E odeio ter que admitir que Jack esta certo.
– Eu sabia! – É a primeira coisa que ele diz quando entro em seu gabinete.
É, temos isso no céu. Só porque estamos todos mortos não significa que não somos civilizados.
A porta se fecha atrás de mim e eu respiro fundo.
– Não entendo – Admito. – Como ele pode me ver então?
Jack faz sinal para que eu me sente em uma das cadeiras na frente da sua mesa. Seu gabinete é todo de um azul claro, sem teto ou chão, apenas paredes de gesso se erguendo com detalhes divinos em todos os cantos. Uma mesa de madeira escura e uma poltrona fofa a sua frente são os moveis principais. Há algumas estantes no canto que eu sei que contém os arquivos dos mortos, com seus nomes, suas historias.
Pergunto-me se algum lugar ali, há uma ficha escrito Mara.

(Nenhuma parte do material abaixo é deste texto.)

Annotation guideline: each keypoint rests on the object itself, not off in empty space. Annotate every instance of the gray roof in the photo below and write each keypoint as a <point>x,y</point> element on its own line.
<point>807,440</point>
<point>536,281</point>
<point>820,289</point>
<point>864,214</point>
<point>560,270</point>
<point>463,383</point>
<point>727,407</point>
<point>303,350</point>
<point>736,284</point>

Pergunto-me se um dia vou poder olhar nela e saber coisas sobre mim mesma que não me lembro mais.
Mas não digo isso em voz alta, porque não é permitido. Há um motivo para que eu não me lembre do meu passado. Da minha família, dos meus amigos, ou da minha morte. Mas mesmo que eu não diga nada, não significa que não me incomode.
Me incomoda, muito.
Jack esta me encarando encarar o nada, de pé ao lado da sua mesa.
– Céu para Mara?
Eu rio de leve.
– Me desculpe por isso.
Ele sorri. Bagunça os cabelos louros. Começa a falar.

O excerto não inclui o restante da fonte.